I imagine the writers of Virginia’s statutes prefered the stately and Latinate which to the common that.

On the other hand, all these handbooks (and the Chicago Manual of Style) agree that non-restrictive clauses are always set off by commas.

Ken Lammers needs an English language expert for an appeal he’s writing. The argument is about the meaning of a statute, so I imagine this problem could have been avoided if the Virginia legislature had worded their law a little more carefully. Instead, someone’s freedom may depend on how restrictive clauses are supposed to be introduced in sentences.

Update: I did a little research.

An excerpt from the “Misused Words and Expressions” chapter of Strunk and White:

That. Which. That is the defining, or restrictive pronoun, which the nondefining, or nonrestrictive. See Rule 3.

The lawn mower that is broken is in the garage. (Tells which one)

The lawn mower, which is broken, is in the garage. (Adds a fact about the only mower in question)

Ths use of which for that is common in written and spoken language (“Let us now go even unto Bethlehem, and see this thing which is come to pass.”) Occasionally which seems preferable to that, as in the sentence from the Bible. But it would be a convenience to all if these two pronouns were used with precision.

So it looks like Strunk and White agree with the judge as a preference, but acknowledge that actual usage is less precise. Note the presence of commas. There is more about this in Strunk and White‘s Rule 3:

3. Enclose parenthetic expressions between commas.

[…]

Nonrestrictive relative clauses are parenthetic, as are similar clauses introduced by conjunctions indicating time or place. Commas are therefore needed. A non-restrictive clause is one that does not serve to identify the defining antecedent noun.

The audience, which had at first been indifferent, became more and more interested.

In 1769, when Napolleon was born, Corsica had but recently been acquired by France.

Nether Stowey, where Coleridge wrote The Rime of the Ancient Mariner, is a few miles from Bridgewater.

In these sentences, the clauses introduced by which, when, and where are nonrestrictive; they do not limit or define, the merely add something. In the first example, the clause introduced by which does not serve to tell which of several possible audiences is meant; the reader presumably knows that already. The clause adds, parenthetically, a statement supplementing that in the main clause. Each of the three sentences is a combination of two statements that might have been made independently.

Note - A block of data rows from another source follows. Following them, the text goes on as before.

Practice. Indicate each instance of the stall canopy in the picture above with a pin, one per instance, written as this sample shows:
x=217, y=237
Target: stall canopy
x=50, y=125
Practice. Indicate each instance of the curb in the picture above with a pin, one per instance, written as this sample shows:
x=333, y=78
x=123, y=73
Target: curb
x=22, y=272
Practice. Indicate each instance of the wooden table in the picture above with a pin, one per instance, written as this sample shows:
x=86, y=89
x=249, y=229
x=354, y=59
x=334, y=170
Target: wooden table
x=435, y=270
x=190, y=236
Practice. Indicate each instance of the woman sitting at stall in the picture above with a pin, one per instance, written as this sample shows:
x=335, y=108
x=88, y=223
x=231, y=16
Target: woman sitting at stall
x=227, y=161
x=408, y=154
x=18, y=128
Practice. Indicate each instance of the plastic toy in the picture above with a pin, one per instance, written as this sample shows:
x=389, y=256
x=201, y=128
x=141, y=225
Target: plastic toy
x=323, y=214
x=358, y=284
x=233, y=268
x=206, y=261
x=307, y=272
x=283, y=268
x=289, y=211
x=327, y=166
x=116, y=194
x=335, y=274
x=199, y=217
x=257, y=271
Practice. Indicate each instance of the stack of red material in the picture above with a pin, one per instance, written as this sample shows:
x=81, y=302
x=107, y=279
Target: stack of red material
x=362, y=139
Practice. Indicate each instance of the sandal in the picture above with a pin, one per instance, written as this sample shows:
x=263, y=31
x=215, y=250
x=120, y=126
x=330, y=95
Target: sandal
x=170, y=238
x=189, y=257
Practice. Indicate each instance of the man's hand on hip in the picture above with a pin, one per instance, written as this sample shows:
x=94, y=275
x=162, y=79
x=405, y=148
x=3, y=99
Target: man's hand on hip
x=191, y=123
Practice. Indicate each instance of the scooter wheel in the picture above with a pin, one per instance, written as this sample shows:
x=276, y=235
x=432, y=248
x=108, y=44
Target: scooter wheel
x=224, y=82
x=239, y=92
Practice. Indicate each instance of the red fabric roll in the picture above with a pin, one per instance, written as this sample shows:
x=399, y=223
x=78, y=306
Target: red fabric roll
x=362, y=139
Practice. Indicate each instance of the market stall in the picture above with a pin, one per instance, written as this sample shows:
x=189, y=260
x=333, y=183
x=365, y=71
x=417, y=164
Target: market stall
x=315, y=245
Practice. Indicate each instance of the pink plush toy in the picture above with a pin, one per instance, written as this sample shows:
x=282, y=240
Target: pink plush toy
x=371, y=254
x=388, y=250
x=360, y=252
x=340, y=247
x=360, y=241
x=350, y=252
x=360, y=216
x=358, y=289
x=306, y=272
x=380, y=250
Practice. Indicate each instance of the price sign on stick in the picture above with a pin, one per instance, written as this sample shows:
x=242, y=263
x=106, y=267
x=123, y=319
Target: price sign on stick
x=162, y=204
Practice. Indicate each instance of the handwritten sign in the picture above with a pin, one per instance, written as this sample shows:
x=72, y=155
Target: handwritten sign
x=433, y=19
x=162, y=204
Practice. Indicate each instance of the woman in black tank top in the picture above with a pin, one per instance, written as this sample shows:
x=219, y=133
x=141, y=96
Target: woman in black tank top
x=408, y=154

The audience was at first indifferent. Later it became more and more interested.

Napoleon was born in 1769. At the time Corsica had but recently been acquired by France.

Coleridge wrote The Rime of the Ancient Mariner at Nether Stowey. Nether Stowey is a few miles from Bridgewater.

Restrictive clauses, by contrast, are not parenthetic and are not set off by commas. Thus,

People who live in glass houses shouldn’t throw stones.

Here the clause introduce by who does serve to tell which people are meant; the sentence, unlike the sentences above, cannot be split into two independent statements.

So, although there is a rule regarding the use of that and which, the rule is not as firm as the use of commas to set off the nonrestrictive clause. I would say that the use of commas is definitive. Actually, the definitive test is whether the sentence can be split into two independent sentences, but I think that’s what Lammers is trying to prove: That the statute’s language does not allow for the sentence to be split, as evidenced by the use of punctuation and relative pronouns.

If I had to make this argument, I would argue that the commas are the definitive indicator, and that which is sometimes used to introduce restrictive clauses in flowery language such as the Bible or, presumably, statutes. Since Strunk and White is practically the catechism of modern English writing style, my argument would probably convince an English teacher, but I don’t know if it will help with a judge.